The League of American Bicyclists has honored seven Minnesota cities and 23 companies as “Bicycle Friendly.” They range from Fortune 100 companies to three-person enterprises.
While Minneapolis is America’s best bicycling city, it also leads comparable Midwestern cities in people walking to work. Per capita, more Minneapolis workers use foot and pedal power in their daily commute than in Denver, St. Louis, Milwaukee and even Chicago.
Bicycling and walking provide an economical, environmentally-friendly transportation mode that helps reduce road congestion and preserve motorway infrastructure.
Still, there’s more to be done in Minnesota to rebalance decades of near-exclusive public and private support for motor travel:
- State and local governments should keep adding and improving bike-walk infrastructure as long as these investments continue to boost active transport’s market share.

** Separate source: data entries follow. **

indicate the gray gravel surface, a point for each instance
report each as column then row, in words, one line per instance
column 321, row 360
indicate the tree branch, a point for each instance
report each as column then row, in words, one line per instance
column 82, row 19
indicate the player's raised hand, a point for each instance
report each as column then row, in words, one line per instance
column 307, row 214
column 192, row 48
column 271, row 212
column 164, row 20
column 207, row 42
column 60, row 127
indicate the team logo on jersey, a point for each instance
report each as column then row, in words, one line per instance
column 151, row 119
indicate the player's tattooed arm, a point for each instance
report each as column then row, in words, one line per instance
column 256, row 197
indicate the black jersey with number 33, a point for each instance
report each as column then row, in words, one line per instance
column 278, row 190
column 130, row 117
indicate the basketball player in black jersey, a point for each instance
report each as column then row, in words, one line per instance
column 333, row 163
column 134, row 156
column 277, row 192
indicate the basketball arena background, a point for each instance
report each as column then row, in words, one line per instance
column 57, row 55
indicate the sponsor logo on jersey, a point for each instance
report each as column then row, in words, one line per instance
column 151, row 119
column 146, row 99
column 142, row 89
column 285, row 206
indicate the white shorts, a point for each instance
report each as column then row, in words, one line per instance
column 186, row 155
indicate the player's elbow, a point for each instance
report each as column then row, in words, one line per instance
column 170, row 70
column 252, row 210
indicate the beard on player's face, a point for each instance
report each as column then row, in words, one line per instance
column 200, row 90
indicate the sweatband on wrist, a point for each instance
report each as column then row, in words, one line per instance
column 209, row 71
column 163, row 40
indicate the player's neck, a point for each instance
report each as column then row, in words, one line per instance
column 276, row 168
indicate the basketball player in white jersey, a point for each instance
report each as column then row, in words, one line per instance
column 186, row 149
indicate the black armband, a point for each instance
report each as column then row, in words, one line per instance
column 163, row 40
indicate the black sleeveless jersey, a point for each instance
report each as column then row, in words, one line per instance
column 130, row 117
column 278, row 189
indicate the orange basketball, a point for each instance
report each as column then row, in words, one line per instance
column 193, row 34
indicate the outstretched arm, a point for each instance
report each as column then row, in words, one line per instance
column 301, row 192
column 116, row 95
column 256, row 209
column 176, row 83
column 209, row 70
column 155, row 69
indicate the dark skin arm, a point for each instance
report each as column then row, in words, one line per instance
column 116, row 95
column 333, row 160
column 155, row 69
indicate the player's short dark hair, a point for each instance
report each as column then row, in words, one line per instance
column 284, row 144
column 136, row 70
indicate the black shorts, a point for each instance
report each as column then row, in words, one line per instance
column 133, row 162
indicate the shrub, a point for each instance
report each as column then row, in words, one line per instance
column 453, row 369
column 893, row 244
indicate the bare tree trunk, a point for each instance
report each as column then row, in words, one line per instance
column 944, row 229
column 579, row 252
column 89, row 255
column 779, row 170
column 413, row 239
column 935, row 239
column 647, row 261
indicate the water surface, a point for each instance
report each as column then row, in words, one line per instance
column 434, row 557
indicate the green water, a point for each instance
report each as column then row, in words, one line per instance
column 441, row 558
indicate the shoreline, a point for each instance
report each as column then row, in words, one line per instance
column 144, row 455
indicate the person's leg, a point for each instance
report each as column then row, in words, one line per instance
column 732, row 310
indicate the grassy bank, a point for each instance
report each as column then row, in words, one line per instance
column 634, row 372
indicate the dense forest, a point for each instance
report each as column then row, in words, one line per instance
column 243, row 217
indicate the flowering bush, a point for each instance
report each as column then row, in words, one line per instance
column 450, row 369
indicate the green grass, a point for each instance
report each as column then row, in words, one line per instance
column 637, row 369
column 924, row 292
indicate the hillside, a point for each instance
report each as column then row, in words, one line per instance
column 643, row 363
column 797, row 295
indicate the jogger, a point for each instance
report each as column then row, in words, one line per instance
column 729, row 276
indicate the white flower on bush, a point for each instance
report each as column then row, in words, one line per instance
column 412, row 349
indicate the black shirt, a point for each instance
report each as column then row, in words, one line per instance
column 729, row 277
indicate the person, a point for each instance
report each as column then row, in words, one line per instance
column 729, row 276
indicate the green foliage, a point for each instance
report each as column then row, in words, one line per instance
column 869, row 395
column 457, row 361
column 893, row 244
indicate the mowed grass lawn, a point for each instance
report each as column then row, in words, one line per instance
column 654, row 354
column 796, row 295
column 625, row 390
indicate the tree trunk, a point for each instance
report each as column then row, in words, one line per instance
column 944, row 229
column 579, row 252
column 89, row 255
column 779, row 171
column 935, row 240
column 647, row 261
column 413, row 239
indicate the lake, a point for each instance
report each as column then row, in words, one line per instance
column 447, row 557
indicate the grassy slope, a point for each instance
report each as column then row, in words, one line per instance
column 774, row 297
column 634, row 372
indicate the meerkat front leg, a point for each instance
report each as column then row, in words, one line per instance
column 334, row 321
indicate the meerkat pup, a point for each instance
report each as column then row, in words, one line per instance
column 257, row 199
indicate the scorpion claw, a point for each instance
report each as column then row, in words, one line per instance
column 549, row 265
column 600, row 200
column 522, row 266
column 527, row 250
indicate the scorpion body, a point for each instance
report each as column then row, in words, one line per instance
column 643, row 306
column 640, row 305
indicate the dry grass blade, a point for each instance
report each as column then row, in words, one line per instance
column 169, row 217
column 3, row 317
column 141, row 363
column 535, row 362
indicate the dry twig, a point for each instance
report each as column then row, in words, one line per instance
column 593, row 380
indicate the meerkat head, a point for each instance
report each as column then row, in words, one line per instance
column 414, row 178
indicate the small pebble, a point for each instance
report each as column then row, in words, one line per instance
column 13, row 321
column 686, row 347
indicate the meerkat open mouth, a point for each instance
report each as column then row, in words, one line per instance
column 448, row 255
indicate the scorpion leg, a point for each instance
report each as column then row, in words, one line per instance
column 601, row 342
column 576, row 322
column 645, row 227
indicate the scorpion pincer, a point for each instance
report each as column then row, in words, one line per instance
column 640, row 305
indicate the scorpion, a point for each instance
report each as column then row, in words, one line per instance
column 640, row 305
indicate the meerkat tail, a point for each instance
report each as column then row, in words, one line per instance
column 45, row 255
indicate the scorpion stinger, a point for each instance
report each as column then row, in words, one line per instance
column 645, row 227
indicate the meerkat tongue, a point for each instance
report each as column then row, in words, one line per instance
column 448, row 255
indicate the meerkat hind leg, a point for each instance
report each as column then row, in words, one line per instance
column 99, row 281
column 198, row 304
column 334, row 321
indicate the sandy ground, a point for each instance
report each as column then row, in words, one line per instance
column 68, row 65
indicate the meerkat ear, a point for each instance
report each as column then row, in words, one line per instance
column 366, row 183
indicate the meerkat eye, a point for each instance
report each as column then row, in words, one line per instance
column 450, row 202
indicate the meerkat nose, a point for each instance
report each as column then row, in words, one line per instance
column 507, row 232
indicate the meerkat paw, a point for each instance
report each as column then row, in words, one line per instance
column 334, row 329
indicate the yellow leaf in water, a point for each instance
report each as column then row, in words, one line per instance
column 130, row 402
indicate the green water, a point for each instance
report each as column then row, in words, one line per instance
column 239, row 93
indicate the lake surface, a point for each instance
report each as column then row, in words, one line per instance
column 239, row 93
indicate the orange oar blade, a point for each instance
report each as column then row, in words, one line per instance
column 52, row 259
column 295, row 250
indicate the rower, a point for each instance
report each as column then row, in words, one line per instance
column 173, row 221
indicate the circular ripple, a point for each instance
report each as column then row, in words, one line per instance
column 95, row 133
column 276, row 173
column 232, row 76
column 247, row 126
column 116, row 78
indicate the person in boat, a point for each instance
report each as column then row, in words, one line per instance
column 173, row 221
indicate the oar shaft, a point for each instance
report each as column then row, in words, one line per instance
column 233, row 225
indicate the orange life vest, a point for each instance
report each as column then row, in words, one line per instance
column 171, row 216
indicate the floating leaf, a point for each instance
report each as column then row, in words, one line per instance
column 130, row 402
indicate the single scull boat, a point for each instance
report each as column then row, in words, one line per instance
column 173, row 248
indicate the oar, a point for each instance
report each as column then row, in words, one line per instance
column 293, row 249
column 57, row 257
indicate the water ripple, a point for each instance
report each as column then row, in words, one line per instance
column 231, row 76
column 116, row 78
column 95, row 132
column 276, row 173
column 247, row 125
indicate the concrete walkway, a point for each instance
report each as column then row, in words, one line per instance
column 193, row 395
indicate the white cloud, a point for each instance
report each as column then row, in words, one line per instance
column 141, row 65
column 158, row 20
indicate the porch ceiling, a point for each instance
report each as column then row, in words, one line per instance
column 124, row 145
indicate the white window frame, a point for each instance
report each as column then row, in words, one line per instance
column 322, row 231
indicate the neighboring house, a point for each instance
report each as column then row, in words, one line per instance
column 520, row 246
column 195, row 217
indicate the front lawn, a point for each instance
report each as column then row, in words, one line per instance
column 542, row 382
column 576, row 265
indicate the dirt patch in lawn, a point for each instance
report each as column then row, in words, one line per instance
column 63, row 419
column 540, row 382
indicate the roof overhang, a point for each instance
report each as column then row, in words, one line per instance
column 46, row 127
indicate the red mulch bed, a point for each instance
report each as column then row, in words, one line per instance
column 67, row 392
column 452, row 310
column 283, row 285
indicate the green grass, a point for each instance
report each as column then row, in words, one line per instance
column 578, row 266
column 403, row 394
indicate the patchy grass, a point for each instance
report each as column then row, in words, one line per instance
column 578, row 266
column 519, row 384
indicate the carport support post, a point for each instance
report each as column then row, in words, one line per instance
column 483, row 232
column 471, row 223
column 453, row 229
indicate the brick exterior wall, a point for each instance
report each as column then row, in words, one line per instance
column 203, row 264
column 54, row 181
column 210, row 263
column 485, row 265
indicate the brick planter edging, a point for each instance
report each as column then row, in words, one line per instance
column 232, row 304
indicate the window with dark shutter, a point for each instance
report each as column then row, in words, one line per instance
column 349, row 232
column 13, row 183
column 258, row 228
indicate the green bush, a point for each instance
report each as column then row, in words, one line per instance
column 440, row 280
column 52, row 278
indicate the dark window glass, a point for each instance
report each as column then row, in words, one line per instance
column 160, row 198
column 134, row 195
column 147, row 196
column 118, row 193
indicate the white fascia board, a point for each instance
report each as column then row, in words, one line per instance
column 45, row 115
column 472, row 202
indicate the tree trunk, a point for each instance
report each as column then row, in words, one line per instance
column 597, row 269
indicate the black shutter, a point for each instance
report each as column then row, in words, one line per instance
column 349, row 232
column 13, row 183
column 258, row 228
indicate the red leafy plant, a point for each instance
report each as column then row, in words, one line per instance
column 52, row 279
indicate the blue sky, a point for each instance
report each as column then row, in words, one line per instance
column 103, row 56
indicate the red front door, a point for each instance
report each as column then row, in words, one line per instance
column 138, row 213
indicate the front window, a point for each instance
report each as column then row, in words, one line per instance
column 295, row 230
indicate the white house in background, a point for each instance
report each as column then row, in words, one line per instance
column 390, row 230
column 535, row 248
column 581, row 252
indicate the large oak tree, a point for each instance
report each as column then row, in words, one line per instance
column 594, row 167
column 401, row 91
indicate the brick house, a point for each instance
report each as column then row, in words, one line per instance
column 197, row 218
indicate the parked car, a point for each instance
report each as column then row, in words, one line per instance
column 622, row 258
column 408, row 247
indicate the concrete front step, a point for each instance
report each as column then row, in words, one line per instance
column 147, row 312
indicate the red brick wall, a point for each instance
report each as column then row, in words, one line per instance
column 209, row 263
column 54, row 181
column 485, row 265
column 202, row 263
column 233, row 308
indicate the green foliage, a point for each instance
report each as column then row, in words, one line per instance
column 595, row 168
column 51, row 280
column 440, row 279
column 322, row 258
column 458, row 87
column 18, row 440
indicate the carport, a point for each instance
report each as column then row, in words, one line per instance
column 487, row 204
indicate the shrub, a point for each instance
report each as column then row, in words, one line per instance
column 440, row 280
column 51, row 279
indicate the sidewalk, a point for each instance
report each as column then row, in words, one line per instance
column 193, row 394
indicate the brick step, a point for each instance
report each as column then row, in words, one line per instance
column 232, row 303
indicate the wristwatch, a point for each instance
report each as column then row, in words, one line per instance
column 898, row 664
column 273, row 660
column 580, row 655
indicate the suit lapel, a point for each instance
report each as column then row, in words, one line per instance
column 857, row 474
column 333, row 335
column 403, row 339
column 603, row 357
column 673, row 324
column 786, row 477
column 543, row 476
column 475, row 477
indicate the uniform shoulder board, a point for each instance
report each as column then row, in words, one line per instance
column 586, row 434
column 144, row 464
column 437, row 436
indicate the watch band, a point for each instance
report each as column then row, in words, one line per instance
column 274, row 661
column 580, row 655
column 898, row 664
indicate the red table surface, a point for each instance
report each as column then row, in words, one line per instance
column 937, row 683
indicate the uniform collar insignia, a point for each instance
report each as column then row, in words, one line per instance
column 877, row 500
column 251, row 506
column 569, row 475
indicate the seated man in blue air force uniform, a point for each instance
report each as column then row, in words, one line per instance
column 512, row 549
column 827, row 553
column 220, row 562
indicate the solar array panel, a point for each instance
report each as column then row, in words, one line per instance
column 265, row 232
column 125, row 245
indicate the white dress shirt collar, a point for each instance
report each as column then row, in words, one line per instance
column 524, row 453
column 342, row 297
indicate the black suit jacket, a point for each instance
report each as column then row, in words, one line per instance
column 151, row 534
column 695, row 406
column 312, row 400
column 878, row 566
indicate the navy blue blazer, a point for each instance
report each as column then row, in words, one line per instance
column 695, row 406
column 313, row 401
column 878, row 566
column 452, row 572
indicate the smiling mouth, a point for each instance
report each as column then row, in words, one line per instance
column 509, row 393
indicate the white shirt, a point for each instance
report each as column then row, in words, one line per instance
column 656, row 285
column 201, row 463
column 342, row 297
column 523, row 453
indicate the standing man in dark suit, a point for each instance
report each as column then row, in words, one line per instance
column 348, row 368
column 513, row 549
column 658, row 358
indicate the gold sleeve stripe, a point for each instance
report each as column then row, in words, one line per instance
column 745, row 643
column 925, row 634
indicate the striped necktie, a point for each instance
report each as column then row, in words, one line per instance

- Schools should establish safe and healthy bicycle education programs to complement driver training that emphasizes adequate regard for cyclists and pedestrians sharing the right-of-way.
- Traffic laws and enforcement should hold drivers, cyclists and pedestrians equally responsible for safe travel for all.
- Our public and private sectors should expand efforts to encourage non-motorized transportation, including bicycle sharing, promotions and incentives for biking and walking commuters who don’t need expensive employer-provided automobile parking.